I didn’t know what to say. I was speechless. Casey had done nothing, except filing the after-action report, which had apparently been enough, but what really surprised me was his getting out of combat to get a decoration, any decoration. That was new. I hadn’t heard about getting out of the field to be decorated from anyone.

“I can see the wheels turning in your head, Junior,” the Gunny chuckled.

“You’re a second lieutenant with twelve days in the country. He’s a captain who’s been here God knows how long, with friends in the rear. You’re not getting some medal that’s going to pull you out of here unless they put a bronze on your dead chest.”

“Friends that put him on this hill with us,” I replied, acidly.

“He was on staff at battalion when he tried to let the six actual know he had a drinking problem. His friends at division couldn’t save him, but they can decorate his ass off.”

“Nice,” I said, more to the rain than to him. I had to admit to myself that at least Casey had been trying to do the right thing, even if it was a really dumb thing. He’d merely done what I had done on my first night, and he’d received the same reward. I didn’t care a tinker’s damn about a Silver Star, or any other combat decoration but the thought of being able to get to the rear for any reason was new.

“With your help, of course,” the Gunny added, needlessly.

“Jurgens,” I said, changing the subject to the one thing that bothered me the most.

“The grenade,” the Gunny replied, his voice going so low I almost couldn’t hear him through the narrow band of rain separating us.

“I’ve got to take him out,” I gasped out, my voice as low as his. “I can’t do what I have to do worrying about him.”

“He didn’t toss it,” the Gunny said.

“What?” I replied, in shock.

“Jurgens is a cracker asshole and a poor excuse for a human being, but he’s a Marine all the way through when it comes to surviving.

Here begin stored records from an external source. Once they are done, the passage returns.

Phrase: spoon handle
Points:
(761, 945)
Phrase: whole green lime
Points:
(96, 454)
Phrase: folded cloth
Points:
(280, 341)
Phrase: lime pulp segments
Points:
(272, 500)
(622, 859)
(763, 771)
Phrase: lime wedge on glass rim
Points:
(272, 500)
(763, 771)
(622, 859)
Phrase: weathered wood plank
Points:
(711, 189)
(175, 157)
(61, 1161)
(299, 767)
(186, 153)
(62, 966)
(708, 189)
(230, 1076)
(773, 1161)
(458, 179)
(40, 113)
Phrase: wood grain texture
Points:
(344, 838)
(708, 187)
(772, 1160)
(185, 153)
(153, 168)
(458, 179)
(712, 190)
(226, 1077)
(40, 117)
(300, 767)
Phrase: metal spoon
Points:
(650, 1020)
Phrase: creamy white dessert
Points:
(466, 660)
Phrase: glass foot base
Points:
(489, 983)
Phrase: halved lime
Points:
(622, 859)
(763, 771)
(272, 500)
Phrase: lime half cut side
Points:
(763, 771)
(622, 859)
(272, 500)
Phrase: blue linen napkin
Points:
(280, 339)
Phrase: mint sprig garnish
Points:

He sees you as part of that survival. You don’t have to worry about Jurgens. Not that way, anyway.”

“Who?” I asked, my mind going in circles. I’d been so certain it was Jurgens, but I knew the Gunny wouldn’t lie to me about something like this.

“I’m handling it,” the Gunny said.

“I need to know who,” I said, as forcefully as I could.

“Do you trust me?” the Gunny asked, slowly getting to his feet.

I stared up at the man, water blazing off of his toweled head and pouring down his soaked uniform blouse and trousers. He looked like a frightening creature from a horror film, with makeup that’d been overdone for dramatic emphasis.

I wanted to ask him if I had a choice. I wanted to ask what my other options were and if I could at least be in on whatever decisions were being made to deal with the problem. But the force of the man standing over me wouldn’t allow it.

“I trust you,” I said, starting to rise to my own feet.

“Stay,” the Gunny said, his voice softer. “I’ll go have a word with our war hero. Get some rest. We’ll be Running to Daylight before you know it.”